The events on this day in history for our heritage companies are noted below.
The earliest event was in 1960, the latest was in 1998
One milestone event (5 to 65+ years ago)
Human Spaceflight:
NONE
Military and Classified Programs:
1963 – LAUNCH: Classified spacecraft, Thor/Lockheed Agena D, SLC2E, VAFB
Exploration and Interplanetary Programs:
1968 – LAUNCH: Surveyor 7, GD Atlas SLV-3C, LC36A, CCAFS – soft lander on moon
1998 – LAUNCH: LM Lunar Prospector, LM Athena-2, LC46, CCAFS – low polar orbit lunar mission
Earth-Monitoring and Civil Weather Satellite Programs:
NONE
Commercial Programs:
1974 – LAUNCH: Intelsat 4A-F3, GD Atlas SLV-3D/Centaur, LC36B, CCAFS – MILESTONE: 50 years ago
Test, ICBM, FBM programs:
1960 – LAUNCH: GD Atlas D, LC13, CCAFS
Other:
NONE
The photos today are from two missions. First, there is the launch of Surveyor 7 (the last Surveyor to land on the moon) on Atlas SLV-3C in 1968.

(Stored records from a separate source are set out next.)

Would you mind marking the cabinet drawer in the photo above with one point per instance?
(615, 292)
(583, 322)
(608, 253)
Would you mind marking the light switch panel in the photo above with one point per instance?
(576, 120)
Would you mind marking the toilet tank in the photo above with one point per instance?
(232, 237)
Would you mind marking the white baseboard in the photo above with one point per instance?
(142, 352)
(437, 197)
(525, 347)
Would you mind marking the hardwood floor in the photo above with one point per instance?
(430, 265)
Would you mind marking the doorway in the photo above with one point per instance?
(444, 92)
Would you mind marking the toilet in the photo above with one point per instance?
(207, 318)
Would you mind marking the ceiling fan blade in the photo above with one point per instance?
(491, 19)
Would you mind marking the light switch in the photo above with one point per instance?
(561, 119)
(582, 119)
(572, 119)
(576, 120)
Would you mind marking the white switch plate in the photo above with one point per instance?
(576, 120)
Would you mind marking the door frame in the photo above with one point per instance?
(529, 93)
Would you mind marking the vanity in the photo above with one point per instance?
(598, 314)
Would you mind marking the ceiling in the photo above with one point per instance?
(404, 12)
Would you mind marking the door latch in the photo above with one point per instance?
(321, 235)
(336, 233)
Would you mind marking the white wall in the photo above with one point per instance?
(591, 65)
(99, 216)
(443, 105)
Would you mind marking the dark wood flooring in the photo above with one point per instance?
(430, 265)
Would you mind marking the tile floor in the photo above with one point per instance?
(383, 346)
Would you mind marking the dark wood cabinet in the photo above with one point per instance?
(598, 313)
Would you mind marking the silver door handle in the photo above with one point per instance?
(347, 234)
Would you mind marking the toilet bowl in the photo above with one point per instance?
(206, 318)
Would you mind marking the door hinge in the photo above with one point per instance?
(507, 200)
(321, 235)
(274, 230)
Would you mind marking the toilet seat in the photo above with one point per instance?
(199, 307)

Second, there are photos of the Lunar Prospector spacecraft built by LM and the Athena-2 launch of Lunar Prospector in 1998. The Lunar Prospector mission had six instruments: a Gamma Ray Spectrometer, a Neutron Spectrometer, a Magnetometer, an Electron Reflectometer, an Alpha Particle Spectrometer and a Doppler Gravity Experiment. The instruments were omnidirectional and required no sequencing. The normal observation sequence was to record and downlink data continuously. The spacecraft operated in low polar orbit around the moon until it was deliberately crashed into the surface on July 31, 1999.

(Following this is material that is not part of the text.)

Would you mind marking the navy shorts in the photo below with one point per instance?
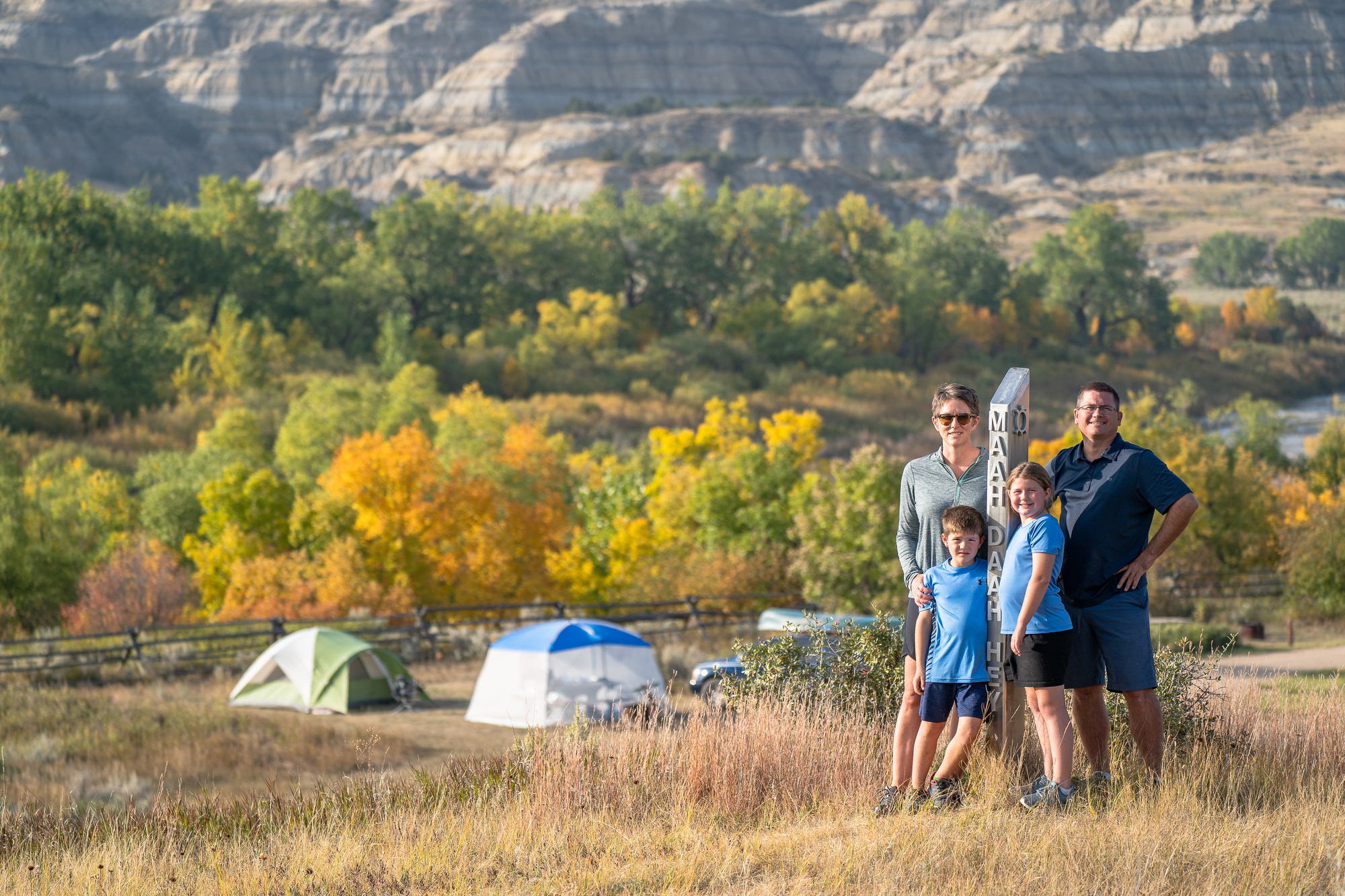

Here’s a story about the one of the findings from Lunar Prospector from NASA:
On 5 March 1998 it was announced that data returned by the Lunar Prospector spacecraft indicated that water ice might be present at both the north and south lunar poles, in agreement with interpretations of Clementine results for the south pole reported in November 1996. The ice originally appeared to be mixed in with the lunar regolith (surface rocks, soil, and dust) at low concentrations conservatively estimated at 0.3 to 1 percent. Subsequent data from Lunar Prospector taken over a longer period has indicated the possible presence of discrete, confined, near-pure water ice deposits buried beneath as much as 18 inches (40 centimeters) of dry regolith, with the water signature being stronger at the Moon’s north pole than at the south. The ice was thought to be spread over 10,000 to 50,000 square km (3,600 to 18,000 square miles) of area near the north pole and 5,000 to 20,000 square km (1,800 to 7,200 square miles) around the south pole, but the latest results show the water may be more concentrated in localized areas (roughly 1850 square km, or 650 square miles, at each pole) rather than being spread out over these large regions. The estimated total mass of ice is 6 trillion kg (6.6 billion tons). Uncertainties in the models mean this estimate could be off considerably.